Raí, o empreendedor social

Ex-jogador e fundador da Gol de Letra, Raí mostra que esporte, política e mudança social podem andar juntos

Camilla Freitas De Ecoa, em São Paulo Divulgação

Multicampeão pelo São Paulo Futebol Clube, Paris Saint-Germain e seleção brasileira, Raí decidiu, ao aposentar as chuteiras, que seria ídolo também fora das quatro linhas. "Dentro de um país tão desigual e tão injusto, a gente tem que tentar fazer um pouco a mais", disse em bate-papo com Ecoa na última semana. Foi esse pensamento que o levou a se juntar ao também ex-jogador (e atual diretor de futebol do PSG) Leonardo de Araújo e criar, em 1998, a Gol de Letra, fundação que une esporte e cultura por um mundo melhor.

"A missão da fundação é dar oportunidades para crianças e jovens e fazer um movimento de educação comunitária", conta Raí. Mesmo com as sedes fixas na Vila Albertina, em São Paulo, e no Caju, no Rio de Janeiro, a fundação tem encontrado maneiras de se expandir pelo país e pelo mundo.

Como uma rede, a Gol de Letra tem difundido sua metodologia para outros projetos sociais e conseguiu virar política pública em 2013. A Etec de Esportes do Estado de São Paulo tem formado milhares de alunos usando o que aprendeu com a fundação de Raí.

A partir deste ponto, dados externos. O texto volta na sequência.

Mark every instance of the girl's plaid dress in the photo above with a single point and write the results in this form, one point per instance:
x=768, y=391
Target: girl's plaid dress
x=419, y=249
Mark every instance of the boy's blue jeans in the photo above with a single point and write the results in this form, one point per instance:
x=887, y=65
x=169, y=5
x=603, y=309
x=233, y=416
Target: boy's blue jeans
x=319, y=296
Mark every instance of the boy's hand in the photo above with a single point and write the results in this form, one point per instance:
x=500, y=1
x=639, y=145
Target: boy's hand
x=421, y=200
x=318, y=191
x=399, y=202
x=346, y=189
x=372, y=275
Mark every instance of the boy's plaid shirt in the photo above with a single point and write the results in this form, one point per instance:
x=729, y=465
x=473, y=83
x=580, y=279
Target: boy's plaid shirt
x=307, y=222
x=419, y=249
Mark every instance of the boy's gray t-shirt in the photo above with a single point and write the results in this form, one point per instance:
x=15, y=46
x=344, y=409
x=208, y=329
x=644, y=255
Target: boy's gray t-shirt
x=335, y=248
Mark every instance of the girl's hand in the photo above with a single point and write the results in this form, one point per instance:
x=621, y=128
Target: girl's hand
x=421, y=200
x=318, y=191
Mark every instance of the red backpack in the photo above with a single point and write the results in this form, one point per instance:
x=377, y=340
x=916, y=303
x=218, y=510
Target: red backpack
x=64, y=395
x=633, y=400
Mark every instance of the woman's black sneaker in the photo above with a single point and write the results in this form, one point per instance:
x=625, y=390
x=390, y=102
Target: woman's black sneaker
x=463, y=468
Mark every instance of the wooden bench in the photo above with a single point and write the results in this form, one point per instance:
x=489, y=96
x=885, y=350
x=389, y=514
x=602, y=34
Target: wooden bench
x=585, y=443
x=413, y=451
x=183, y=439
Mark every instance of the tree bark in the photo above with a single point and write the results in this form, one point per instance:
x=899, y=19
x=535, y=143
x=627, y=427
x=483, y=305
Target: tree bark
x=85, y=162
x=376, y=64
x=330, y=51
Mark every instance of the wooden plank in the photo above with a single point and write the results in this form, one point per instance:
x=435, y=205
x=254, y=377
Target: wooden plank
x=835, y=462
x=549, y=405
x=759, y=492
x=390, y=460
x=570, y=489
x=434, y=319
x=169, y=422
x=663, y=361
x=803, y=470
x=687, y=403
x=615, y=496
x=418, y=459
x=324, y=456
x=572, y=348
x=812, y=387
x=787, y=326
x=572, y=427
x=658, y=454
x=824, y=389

A instituição Atletas pelo Brasil veio logo depois da Gol de Letra e nasceu por iniciativa também do ex-jogador. A organização reúne diversos atletas, em atividade ou não, em prol do esporte e da luta por avanços sociais. A vontade e a ação de unir o esporte e mudança social são os objetivos que movem Raí.

"Só assim a gente vai construir uma sociedade mais justa e, consequentemente, mais harmônica, mais democrática e com mais oportunidades para as pessoas se desenvolverem."

Para conversar um pouco mais sobre a Gol de Letra e a potência do esporte como agente de transformação, Ecoa conversou com o ex-atleta e empreendedor social.

Ecoa - Como aconteceu essa transição do futebol para o empreendedorismo social?

Raí - Eu acho que não existe democracia plena se você não tem o mínimo de igualdade de possibilidades. E isso foi o que me moveu. O fato de que eu tive sucesso na carreira me tornando uma pessoa pública só aumentou essa responsabilidade e essa motivação. Eu não tinha nenhuma experiência como empreendedor social, mas desde o início da Gol de Letra fui sentindo uma vontade de mudar o mundo. Mas aí percebi que eu era parte de uma onda. Quando eu dei os primeiros passos, vi que muita gente já estava se organizando na sociedade civil e eu fui aprendendo algumas coisas.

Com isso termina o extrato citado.